Some companies were extremely successful, perhaps none more so than the mineworkers’ investment company (MIC) and the chemical, paper and wood union’s CIC. Their success comes mainly through equity investments in what the labour movement critics have often referred to as the “capitalist casino”, the Johannesburg Securities Exchange.
MIC and the clothing and textile union Sactwu's company also did well through holdings in Hosken Consolidated Investments (HCI). In the process, critics point out that the pioneers of some of these companies, such as Marcel Golding and Irene Charnley of NUM and John Copelyn of Sactwu became billionaires.
However, the Numsa Investment Company (NIC) did not initially fare well and almost became a major cropper in 2008, with R250m in liabilities and liquidation looming. Part of the problem was the close linkage between the company and the union that could have made Numsa responsible for the company’s liabilities.
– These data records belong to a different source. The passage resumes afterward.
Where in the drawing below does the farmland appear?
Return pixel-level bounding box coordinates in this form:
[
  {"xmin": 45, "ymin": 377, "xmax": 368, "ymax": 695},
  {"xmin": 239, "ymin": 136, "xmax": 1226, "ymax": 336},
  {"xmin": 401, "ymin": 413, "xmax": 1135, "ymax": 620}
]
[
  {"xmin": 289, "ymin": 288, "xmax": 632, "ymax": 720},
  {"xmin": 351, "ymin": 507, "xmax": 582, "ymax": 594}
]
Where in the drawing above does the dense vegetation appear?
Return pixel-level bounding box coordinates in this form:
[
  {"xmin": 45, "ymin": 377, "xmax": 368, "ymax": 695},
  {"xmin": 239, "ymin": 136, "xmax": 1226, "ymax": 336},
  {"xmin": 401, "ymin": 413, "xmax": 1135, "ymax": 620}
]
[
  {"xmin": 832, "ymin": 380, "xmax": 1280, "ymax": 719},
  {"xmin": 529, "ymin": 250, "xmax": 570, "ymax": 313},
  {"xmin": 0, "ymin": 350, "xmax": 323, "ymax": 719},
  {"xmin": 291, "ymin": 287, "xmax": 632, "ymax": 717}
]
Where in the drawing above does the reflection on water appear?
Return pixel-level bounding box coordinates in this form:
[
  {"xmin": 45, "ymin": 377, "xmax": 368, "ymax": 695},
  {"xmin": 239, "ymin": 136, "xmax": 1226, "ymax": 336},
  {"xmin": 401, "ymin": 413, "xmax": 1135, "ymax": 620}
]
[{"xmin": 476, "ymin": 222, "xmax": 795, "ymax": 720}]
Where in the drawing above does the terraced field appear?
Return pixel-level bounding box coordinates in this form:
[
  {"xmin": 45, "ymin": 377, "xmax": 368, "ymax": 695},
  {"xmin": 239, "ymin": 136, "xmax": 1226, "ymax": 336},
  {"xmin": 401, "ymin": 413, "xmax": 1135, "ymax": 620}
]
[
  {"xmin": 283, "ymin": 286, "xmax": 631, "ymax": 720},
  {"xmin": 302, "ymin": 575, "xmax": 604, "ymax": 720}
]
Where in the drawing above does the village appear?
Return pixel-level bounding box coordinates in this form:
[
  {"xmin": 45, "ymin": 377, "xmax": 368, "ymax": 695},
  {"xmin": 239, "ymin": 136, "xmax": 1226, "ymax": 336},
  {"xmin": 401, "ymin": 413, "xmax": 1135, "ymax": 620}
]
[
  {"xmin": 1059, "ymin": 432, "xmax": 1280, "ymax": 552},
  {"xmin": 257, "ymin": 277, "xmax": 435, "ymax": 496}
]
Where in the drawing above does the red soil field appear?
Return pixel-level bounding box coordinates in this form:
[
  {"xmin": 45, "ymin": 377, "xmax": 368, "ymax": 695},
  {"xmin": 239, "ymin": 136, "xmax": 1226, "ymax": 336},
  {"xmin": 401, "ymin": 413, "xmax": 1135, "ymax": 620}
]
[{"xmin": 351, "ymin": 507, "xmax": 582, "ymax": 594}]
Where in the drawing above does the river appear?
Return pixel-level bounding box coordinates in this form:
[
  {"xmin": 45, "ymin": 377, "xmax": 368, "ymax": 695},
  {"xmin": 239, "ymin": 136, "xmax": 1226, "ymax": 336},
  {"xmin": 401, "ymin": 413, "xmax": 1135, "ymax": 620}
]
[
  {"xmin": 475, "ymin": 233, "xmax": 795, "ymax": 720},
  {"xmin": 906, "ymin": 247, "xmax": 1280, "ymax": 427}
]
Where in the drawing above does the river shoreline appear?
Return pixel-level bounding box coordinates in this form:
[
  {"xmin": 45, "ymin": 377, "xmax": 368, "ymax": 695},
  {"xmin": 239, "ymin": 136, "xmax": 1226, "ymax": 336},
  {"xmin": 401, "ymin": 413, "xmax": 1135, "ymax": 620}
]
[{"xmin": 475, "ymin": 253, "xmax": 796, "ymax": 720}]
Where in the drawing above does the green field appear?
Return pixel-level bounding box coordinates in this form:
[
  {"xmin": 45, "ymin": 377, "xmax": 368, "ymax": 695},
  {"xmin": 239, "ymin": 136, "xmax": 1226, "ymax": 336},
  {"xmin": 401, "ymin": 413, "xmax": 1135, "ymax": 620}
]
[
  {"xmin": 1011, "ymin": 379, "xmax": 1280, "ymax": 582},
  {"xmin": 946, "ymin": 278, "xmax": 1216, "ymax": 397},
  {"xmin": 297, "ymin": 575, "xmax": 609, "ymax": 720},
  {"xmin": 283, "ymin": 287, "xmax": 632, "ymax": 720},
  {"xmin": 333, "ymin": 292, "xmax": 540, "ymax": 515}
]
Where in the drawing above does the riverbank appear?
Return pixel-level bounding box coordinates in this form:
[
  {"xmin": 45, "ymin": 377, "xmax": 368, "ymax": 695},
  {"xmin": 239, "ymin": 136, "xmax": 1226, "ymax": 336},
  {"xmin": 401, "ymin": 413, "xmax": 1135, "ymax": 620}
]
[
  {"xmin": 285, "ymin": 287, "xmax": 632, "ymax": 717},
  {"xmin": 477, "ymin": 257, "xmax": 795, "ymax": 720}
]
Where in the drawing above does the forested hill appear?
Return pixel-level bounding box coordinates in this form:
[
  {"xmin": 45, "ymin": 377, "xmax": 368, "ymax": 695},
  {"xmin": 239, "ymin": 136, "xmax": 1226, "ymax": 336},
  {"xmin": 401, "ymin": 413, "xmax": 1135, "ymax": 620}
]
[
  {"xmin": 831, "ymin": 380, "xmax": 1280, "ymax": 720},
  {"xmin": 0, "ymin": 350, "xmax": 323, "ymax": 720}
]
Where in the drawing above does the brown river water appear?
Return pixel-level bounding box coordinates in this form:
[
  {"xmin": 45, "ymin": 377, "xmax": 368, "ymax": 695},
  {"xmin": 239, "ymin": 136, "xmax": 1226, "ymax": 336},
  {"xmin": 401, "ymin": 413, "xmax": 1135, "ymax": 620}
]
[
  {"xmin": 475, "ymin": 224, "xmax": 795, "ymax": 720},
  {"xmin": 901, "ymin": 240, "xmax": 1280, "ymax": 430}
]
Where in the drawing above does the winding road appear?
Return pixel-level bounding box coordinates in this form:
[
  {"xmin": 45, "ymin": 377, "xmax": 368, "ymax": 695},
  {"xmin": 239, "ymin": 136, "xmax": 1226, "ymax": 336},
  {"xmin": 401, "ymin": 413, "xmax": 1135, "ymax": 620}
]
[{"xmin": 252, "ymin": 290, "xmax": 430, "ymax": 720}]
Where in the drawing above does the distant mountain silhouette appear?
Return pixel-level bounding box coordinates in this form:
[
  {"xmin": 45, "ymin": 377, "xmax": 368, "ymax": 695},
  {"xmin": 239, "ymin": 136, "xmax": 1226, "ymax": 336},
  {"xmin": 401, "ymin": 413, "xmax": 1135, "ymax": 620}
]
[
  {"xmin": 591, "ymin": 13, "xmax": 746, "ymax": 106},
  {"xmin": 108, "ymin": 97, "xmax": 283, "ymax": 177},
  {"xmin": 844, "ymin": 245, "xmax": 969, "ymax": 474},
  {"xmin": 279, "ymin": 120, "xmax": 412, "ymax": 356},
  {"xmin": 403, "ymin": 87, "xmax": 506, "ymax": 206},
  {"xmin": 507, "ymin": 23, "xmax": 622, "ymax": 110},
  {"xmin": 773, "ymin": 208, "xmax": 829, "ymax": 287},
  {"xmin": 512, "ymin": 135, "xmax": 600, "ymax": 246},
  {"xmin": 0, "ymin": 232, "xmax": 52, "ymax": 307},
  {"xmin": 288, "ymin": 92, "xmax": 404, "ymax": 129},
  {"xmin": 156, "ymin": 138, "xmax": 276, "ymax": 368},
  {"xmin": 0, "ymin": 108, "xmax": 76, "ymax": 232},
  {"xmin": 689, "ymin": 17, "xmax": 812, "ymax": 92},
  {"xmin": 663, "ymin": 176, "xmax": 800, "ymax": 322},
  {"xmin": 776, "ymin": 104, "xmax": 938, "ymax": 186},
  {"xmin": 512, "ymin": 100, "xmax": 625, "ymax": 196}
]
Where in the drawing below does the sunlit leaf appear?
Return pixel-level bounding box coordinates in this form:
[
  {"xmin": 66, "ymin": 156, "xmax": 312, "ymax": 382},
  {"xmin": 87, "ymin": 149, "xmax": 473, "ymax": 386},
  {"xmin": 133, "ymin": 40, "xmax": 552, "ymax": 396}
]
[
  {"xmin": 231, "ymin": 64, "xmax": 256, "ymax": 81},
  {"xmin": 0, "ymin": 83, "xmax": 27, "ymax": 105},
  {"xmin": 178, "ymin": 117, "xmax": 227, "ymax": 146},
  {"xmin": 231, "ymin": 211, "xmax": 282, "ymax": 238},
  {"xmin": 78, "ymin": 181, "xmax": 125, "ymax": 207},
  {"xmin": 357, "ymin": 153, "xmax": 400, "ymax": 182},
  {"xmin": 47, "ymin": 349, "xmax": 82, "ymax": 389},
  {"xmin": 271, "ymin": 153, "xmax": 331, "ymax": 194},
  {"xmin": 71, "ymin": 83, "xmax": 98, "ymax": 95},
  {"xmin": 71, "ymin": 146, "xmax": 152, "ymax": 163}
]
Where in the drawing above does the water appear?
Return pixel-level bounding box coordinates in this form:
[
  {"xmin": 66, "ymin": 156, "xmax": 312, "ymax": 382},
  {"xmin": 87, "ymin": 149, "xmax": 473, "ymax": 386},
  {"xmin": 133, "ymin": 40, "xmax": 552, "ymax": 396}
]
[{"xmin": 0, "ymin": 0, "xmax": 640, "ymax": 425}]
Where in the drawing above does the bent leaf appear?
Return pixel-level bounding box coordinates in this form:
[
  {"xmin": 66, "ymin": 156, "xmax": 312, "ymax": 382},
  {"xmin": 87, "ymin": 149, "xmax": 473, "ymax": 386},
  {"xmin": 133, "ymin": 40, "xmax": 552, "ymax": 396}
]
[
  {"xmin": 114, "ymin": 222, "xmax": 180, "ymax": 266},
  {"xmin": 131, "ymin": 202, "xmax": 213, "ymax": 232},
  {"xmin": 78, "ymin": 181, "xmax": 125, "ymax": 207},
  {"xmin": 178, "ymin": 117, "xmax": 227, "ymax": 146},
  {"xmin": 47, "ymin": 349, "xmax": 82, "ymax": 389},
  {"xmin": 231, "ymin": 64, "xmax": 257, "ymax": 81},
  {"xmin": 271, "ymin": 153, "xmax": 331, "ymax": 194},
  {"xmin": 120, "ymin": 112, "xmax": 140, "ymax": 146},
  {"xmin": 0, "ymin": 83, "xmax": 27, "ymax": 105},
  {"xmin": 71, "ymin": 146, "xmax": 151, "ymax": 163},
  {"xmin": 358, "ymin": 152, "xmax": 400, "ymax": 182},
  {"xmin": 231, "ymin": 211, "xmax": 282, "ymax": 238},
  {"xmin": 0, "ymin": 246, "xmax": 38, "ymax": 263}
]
Lessons were quickly learned. The Manufacturing Workers’ Investment Trust that set up the NIC and the NIC itself managed a major turn-round. Revenue, at R411m was up 12% in the six months to June this year, making for a pre-tax profit of R44m.
The NIC now controls three entities - a property group, an industrial holdings company and, centrally, the 3Sixty Financial Services Group. The latter was established in 2006 after the NIC acquired the Doves Group Holdings, one of the largest funeral services companies in the region.
Today, NIC investments include wholly owned subsidiaries in health care administration (Sechaba), insurance (Union Life and Numsa Financial Services), internet services (UiPlay) and cremation services (ICSA). Most recently, as part of its programme of expansion and diversification, the NIC acquired a 30% stake in the MoFaya Beverage Company.
Why debate about these issues should be held behind closed doors is difficult to understand. But, as one senior official noted: “Comrade, money matters are always difficult.”